Noctilucent clouds are rare ‘space clouds’ that are believed to be sensitive indicators of global climate trends. Too high to reach by aircraft yet too low to reach by satellite, Project PoSSUM will explore these clouds using balloons and suborbital manned spacecraft.
Can we build 3-D models of our mesosphere from aircraft observations? Each July, PoSSUM scientist-astronaut candidates image noctilucent clouds in Northern Alberta when noctilucent cloud activity is at its peak. In 2018, PoSSUM collaborated with the Royal Canadian Air Force for high-altitude flights using a CT-155 ‘Hawk’. Together with Athabasca University, ground observations are combined with the aircraft images.
What are the dynamics of our upper-atmosphere and what can this say about our changing global climate? In July 2018, PoSSUM instrumentation flew as part of NASA’s ‘PMC Turbo’ mission to better answer this question by studying noctilucent cloud features over a six-day mission across Greenland and Nunavut. Students from around the world can participate! (credit: NASA)

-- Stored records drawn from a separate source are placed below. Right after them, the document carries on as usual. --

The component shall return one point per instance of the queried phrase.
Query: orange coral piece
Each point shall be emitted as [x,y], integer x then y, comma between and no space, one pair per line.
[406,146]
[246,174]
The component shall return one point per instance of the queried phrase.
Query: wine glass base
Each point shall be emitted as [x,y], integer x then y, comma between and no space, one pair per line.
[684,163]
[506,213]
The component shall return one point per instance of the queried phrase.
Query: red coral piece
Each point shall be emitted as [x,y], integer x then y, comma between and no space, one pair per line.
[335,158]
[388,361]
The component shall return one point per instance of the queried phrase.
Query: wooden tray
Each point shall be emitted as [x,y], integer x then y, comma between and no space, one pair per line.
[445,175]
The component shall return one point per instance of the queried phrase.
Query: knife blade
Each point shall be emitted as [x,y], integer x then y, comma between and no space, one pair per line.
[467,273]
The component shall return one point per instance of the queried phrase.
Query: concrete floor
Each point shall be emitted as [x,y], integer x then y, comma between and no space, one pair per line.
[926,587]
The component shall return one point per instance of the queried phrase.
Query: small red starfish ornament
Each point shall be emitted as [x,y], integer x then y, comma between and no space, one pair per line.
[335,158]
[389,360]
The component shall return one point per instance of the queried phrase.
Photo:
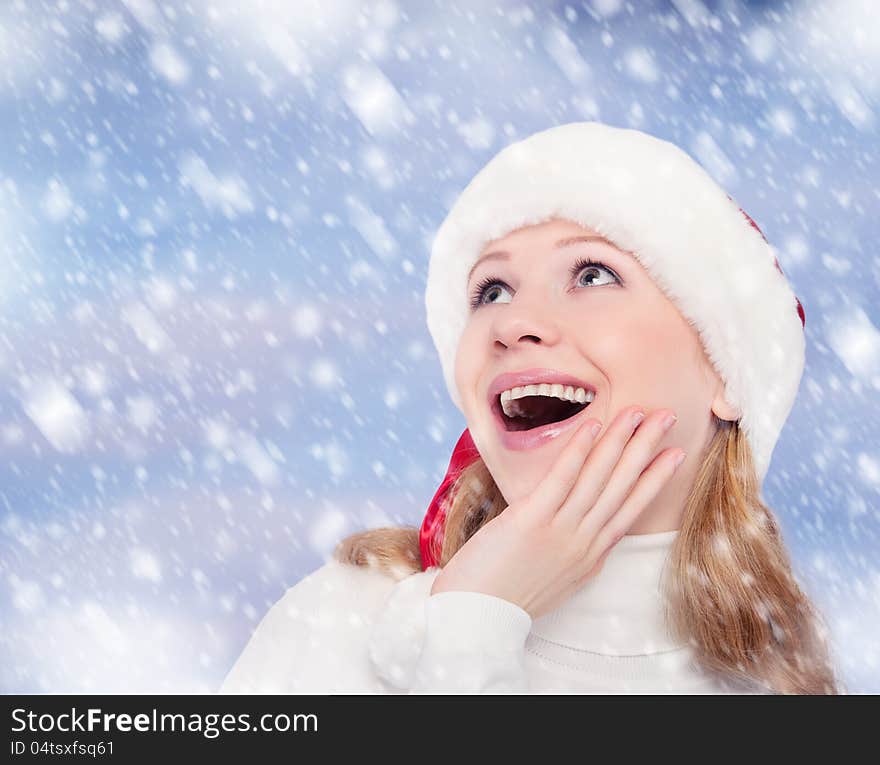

Are noctilucent clouds a harbinger of climate change? Can manned suborbital spacecraft help us better understand this? NASA thinks so! PoSSUM Scientist-Astronauts will fly instruments around these clouds to build extremely precise 3D models of our upper atmosphere which can help us better address these key questions. (credit: Ross Lockwood)
How well can man perform in space? PoSSUM Members work with Final Frontier Design and Integrated Spaceflight Services to test and evaluate new spacesuits and emerging space technologies in analog environments.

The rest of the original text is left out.